Performance Opportunities
| Teaching Opportunities | Research Opportunities | Performance Opportunities |
The graduate program in Theatre Studies provides a number of rich opportunities for students to explore performance as research as part of our commitment to emphasizing synergies of theory and praxis. At York, we recognize that performance is not only an object of research, but can also constitute a form of research in itself. As Canada’s only graduate program in theatre housed within a Faculty of Fine Arts, York’s MA/PhD program is nourished by its connections with faculty who are both practicing artists and artist-researchers. A recently established partnership with Harbourfront World Stage brings top-tier artists to campus each year to work with graduate and undergraduate students; in spring 2011, MA and PhD students had the opportunity to take a workshop with renowned British live artist Adrian Howells through this initiative. MA/PhD students participate in department productions, serving as performers, dramaturgs, and directors, etc. For example, graduate students in Theatre Studies are invited to collaborate with MFA students each September in a collective creation project, devising a performance piece based on the myths of a particular culture. Theatre Studies graduate students recently took the initiative to create York’s first “V-Day,” staging a successful production of The Vagina Monologues in the Price Family Cinema. Students who took part in the 2010 Summer Institute on interactive performance art subsequently formed the Life and Limb Collective, which presented work as part of the 2011 Rhubarb Festival in addition to staging activist interventions in Queen’s Park and elsewhere.
We offer several courses that foreground performance as research, including a Theatre Laboratory course in which students create original performance pieces drawing on their areas of research expertise, as well as a course in Performance Art that combines theoretical and practical assignments. Another course, Theories of Praxis, examines theories of acting and directing from Stanislavski to the present, considering the implications of shifting theoretical understandings of the body and its mechanisms for the actor’s craft.
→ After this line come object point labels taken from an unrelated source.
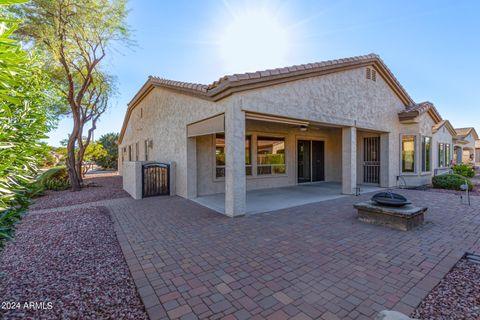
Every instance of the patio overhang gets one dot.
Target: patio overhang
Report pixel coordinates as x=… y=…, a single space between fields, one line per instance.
x=212 y=125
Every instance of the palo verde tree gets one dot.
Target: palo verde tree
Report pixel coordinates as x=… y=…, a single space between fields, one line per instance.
x=26 y=95
x=76 y=36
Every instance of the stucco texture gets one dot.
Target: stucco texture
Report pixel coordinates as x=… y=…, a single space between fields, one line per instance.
x=162 y=116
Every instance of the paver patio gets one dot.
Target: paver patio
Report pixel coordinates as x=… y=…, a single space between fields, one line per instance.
x=308 y=262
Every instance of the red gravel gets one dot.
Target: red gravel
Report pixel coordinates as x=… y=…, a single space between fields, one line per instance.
x=456 y=297
x=109 y=187
x=73 y=260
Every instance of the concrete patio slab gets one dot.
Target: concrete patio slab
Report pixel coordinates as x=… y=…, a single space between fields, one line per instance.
x=271 y=199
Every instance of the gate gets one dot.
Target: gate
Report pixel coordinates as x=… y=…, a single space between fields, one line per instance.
x=371 y=160
x=155 y=179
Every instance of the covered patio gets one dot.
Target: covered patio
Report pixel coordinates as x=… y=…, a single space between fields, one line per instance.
x=249 y=162
x=271 y=199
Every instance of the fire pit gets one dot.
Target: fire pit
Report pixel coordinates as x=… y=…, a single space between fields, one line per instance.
x=391 y=210
x=390 y=199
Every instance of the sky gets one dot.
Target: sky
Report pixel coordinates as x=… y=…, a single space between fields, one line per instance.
x=432 y=47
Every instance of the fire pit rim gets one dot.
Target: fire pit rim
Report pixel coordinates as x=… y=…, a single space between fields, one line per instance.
x=390 y=199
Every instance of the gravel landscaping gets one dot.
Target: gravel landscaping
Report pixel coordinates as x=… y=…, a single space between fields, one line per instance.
x=72 y=263
x=109 y=186
x=456 y=297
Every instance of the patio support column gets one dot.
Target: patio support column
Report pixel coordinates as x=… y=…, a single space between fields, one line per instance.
x=235 y=181
x=385 y=160
x=349 y=160
x=191 y=168
x=459 y=155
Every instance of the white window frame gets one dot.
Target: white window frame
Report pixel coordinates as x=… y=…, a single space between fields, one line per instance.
x=253 y=154
x=423 y=149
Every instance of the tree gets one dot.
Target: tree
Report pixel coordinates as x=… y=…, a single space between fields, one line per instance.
x=109 y=142
x=26 y=95
x=93 y=153
x=75 y=35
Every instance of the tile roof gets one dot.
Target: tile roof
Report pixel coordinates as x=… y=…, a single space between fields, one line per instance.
x=464 y=131
x=418 y=109
x=221 y=87
x=447 y=124
x=230 y=84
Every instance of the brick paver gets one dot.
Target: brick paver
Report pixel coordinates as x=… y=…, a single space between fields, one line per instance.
x=316 y=261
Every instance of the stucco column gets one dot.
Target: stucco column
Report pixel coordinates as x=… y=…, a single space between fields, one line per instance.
x=191 y=168
x=235 y=181
x=349 y=160
x=385 y=160
x=459 y=155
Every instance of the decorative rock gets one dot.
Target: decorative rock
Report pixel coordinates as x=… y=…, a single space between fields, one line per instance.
x=401 y=218
x=391 y=315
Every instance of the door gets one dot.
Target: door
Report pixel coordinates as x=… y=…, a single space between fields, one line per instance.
x=311 y=161
x=304 y=157
x=318 y=164
x=371 y=160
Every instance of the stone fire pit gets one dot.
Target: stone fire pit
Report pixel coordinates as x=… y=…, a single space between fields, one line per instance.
x=402 y=218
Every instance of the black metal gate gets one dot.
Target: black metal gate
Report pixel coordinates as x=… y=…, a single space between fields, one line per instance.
x=155 y=179
x=371 y=160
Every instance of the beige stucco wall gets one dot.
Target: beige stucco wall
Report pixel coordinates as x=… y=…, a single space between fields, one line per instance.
x=162 y=116
x=344 y=99
x=469 y=149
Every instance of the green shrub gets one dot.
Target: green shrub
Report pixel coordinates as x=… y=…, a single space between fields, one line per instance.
x=55 y=179
x=464 y=170
x=450 y=181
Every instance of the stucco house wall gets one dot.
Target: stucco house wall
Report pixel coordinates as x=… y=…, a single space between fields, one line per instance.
x=340 y=106
x=162 y=117
x=344 y=98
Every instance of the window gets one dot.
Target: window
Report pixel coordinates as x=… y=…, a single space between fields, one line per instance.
x=270 y=155
x=426 y=154
x=444 y=155
x=248 y=155
x=448 y=154
x=408 y=154
x=146 y=149
x=220 y=155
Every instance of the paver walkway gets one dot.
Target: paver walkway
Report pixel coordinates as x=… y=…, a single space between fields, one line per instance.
x=310 y=262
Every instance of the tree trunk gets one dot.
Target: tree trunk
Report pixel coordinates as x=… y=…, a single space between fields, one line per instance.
x=80 y=154
x=71 y=163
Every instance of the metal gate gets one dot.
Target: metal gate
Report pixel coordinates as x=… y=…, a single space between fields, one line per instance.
x=371 y=160
x=155 y=179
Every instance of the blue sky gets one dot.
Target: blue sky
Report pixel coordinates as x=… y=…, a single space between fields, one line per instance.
x=432 y=47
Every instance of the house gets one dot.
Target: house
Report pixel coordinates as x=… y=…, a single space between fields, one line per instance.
x=347 y=121
x=477 y=153
x=465 y=144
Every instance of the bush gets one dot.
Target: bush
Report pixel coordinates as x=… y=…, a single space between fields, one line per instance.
x=464 y=170
x=450 y=181
x=55 y=179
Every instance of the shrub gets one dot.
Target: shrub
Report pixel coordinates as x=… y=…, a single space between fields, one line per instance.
x=450 y=181
x=55 y=179
x=464 y=170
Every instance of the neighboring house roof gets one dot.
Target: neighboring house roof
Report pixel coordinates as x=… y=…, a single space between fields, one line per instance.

Each year, our program offers a six-credit Summer Institute, which gives students the opportunity to engage both practically and intellectually with the work of a major guest artist. The 2007 Summer Institute focused on Greek Theatre. In 2008, students worked on Brechtian political theatre with Brecht’s granddaughter Johanna Schnall. In 2009, Nigerian playwright Femi Osofisan taught African political theatre. In 2010, renowned performance artists Guillermo Gómez-Peña and Roberto Sifuentes led a workshop on interactive performance art. The 2011 Summer Institute featured Mario Biagini, Associate Director of the Workcenter for Jerzy Grotowski and Thomas Richards, assisted by Workcenter performer Alejandro Tomás Rodriguez.